01 juin 2012

Franz

Avec Franz, on avait déjà descendu une demi-douzaine de bouteilles de vin de l'intérieur des terres. On les avait flinguées en tirant sec sur les goulots. Au moment de l'addition, on avait essayé de fourrer notre langue dans la bouche de la patronne qui nous avait cuisiné un kilo d'escalopes de veau. Mais Franz était tombé sur moi et ensuite je me suis affalé sur le bois du sol. Et on est resté là. A rire par rasades. Ensuite on a fini par se lever car on avait besoin de sortir la chauve au col roulé pour humidifier la nuit et désodoriser le soir rempli de talons de multiples tailles qui claquaient sur le bitume. Pendant qu'on tirait sur nos braguettes en les prenant pour des trombones à coulisse, Franz aperçut de la lumière au fond d'une échoppe.
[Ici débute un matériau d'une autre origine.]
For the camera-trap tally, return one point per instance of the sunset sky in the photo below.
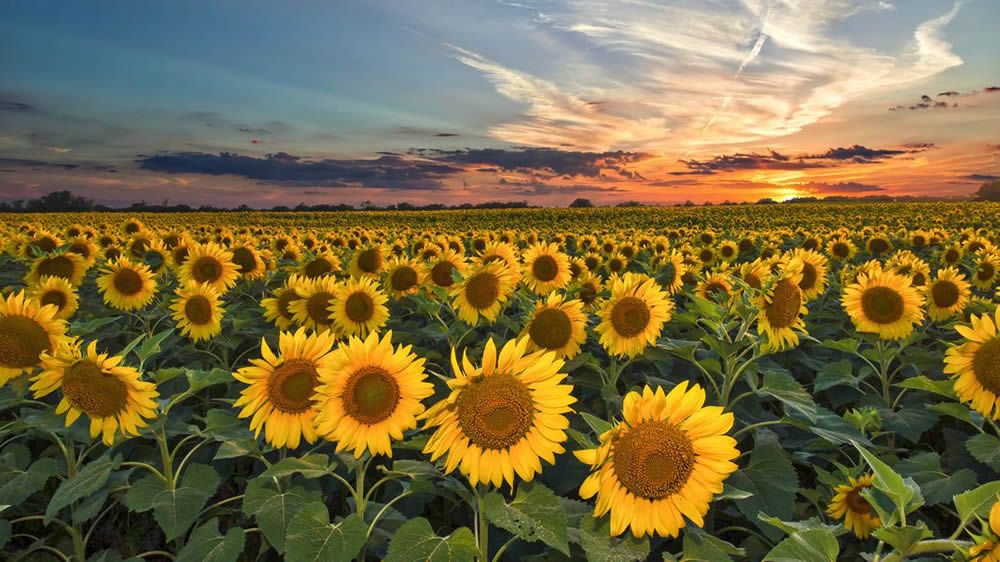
(275, 103)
On n'a pas eu besoin de se regarder sous les réverbères pour décider de s'y glisser. C'était une sacrée trappe à dégénérés. On s'est mis à parler italien et anglais. On toisait sec. On avait beau ne pas bouger et ne pas faire de bruit, on n'entendait rien bouger dans les culottes des bonshommes. Pourtant, deux jumelles jouaient les dresseuses de serpents. A croire que nous étions les seuls, Franz et moi, qui parlions au nom de l'empire des rampants. Et du côté des bois morts, au fond, ça s'est vite remarqué. Tout le monde voulait qu'on montre nos espèces tropicales. Mais nous, on voulait pas trop, les jumelles avait de grosses mains et avec le vin de l'intérieur des terres qui nous grimpait au cerveau comme un crotale, elles nous paraissaient géantes. Alors on a préféré se tirer. Dehors, la lune écrasait les nuages de lumière. On avait encore du temps avant l'aube.